National Grid has redesigned its workplace to help it engage and attract talented engineers. Simon Carter and Hilary Jeffery outline the importance of workplace design to inspire productivity and creativity at work.
We are working in an age that has been dubbed “the third industrial revolution”, with technology constantly changing how we work.
This is a time when computers allow us to connect with colleagues across the globe within moments, using technology beyond George Orwell’s wildest predictions. Our computer systems are constantly evolving to make the workforce more efficient.
Expectations within our modern workplaces differ hugely, with four generations working alongside each other for the first time.”
Despite 21st century technology, many companies are still working in very 20th century spaces. How are workforces able to meet their full potential if they are held back by ageing facilities that hinder productivity and creativity?
A poorly designed office space can result in lost productivity and disengaged staff, which could potentially lead to a high staff turnover.
As we know, staff turnover is one of the highest costs to a business, so it is extremely important that employees are happy in their surroundings so they can perform well and be productive.
Competition for talent
This is a very real issue faced by companies across the engineering industry. HR departments know only too well about the competition to hire the best graduates at a time where there is a shortage of young people entering the engineering profession.
In response to this problem, forward-thinking organisations are looking to use their workplaces as people magnets. To achieve this, it’s important that the workplace reflects a company’s brand and its values in order to attract and retain employees.

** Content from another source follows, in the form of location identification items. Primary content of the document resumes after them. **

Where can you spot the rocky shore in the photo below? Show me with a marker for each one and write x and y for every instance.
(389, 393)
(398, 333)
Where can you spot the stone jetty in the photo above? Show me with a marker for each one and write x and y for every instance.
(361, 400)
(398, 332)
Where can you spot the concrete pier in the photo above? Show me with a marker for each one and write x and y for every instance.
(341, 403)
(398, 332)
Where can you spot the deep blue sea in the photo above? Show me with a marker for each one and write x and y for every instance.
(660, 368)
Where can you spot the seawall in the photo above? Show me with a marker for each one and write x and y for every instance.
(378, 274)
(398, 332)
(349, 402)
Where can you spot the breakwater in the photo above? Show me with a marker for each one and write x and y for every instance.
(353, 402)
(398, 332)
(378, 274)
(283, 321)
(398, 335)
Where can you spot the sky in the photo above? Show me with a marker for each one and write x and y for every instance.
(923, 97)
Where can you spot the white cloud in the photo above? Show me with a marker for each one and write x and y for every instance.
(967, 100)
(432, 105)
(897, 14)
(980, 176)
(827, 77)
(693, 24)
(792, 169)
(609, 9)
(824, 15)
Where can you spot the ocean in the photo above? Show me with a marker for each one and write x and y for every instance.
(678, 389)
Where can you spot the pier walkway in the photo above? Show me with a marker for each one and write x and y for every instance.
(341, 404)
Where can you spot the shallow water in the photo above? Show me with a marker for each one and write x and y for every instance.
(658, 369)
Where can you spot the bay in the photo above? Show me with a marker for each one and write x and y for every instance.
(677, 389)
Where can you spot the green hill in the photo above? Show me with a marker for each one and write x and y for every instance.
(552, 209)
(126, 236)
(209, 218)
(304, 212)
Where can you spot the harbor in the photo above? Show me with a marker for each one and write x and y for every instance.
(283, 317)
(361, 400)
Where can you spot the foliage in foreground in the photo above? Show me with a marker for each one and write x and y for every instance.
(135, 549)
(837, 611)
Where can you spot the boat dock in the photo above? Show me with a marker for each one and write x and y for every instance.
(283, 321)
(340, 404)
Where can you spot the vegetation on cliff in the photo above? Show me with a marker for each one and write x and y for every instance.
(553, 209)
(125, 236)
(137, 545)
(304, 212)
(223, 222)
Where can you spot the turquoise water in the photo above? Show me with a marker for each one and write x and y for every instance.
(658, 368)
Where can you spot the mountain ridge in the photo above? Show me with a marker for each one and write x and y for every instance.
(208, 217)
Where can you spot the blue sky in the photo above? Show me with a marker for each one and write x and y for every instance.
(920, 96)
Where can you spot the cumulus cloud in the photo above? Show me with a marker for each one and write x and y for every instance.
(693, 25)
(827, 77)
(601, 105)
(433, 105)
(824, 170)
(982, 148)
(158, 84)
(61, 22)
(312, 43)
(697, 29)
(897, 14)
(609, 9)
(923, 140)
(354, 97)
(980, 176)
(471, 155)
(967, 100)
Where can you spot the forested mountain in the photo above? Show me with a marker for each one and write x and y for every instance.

This is a factor that organisations with an eye to future operational performance in an increasingly pressurised global economic environment simply cannot ignore.
While it may once have been outside the HR director’s remit, making sure the workplace redesign is fit for purpose is now a pivotal aspect of the role.
A well-functioning workspace can contribute to improved wellbeing, which in turn can lead to a number of benefits such as reduced absences and increased productivity.
It is therefore important that HR teams engage with staff early in a redesign process to understand the needs of the workforce.
There was an 8% improvement in staff performance, equating to what National Grid believe amounts to £20 million of increased productivity per year.”
In most cases, a blend of spaces to suit a range of expectations and working styles is required as everyone is different.
Expectations within our modern workplaces differ hugely, with four generations working alongside each other for the first time.
People are working for longer and organisations need to ensure that they are meeting employee needs across the full spectrum of the workforce. Meanwhile, the next generation of digital natives will soon join the workforce, so the office a constantly evolving environment. Flexibility and adaptability is key.
Workplace design at National Grid
Understanding the importance of a workplace that is fit for purpose, National Grid recently commissioned infrastructure services firm AECOM to deliver a radical redesign of its headquarters in Warwick.
The redesign had to put employees first and foremost, delivering key objectives to enable them to work more productively and collaboratively. It also had to make sure that flexibility was at the forefront of the agenda.
Working with a leading UK university, both companies carried out a study to show, for the first time, an objectively measured link between employee productivity and workplace design.
The study suggests that transforming the workplace not only has a direct impact on staff performance and satisfaction, but that it also can translate into bottom-line benefits. It has allowed us to make significant strides in measuring the impact of the workplace on employee output, something that others have to date only been able to gain through subjective measurement in employee surveys.
We used a range of cognitive performance tests to measure staff performance before and after the office redesign.
Savings and improvements
Outcomes were very positive, with an 8% improvement in staff performance, equating to what National Grid believes amounts to £20 million of increased productivity per year. A further £8 million to £10 million in reduced annual operating costs was achieved, leading to a total positive financial impact of up to £30 million per year.
Results revealed that employees gained back 5% in productive time due to improved access to meeting spaces. Importantly, there was also an 8% increase in employees’ comfort and satisfaction levels following the redesign.
The redesign has resulted in real changes in the National Grid workplace.
This insight will help employers across sectors and industries understand how to improve their working environment to increase staff productivity and wellbeing, as well as inform recruitment and retention strategies.
After human capital, real estate is the second highest cost for a business, but all too often it gets little attention at board level.
We have found that by taking a more strategic view of our real estate and the workplace environment, employee performance and wellbeing have been boosted.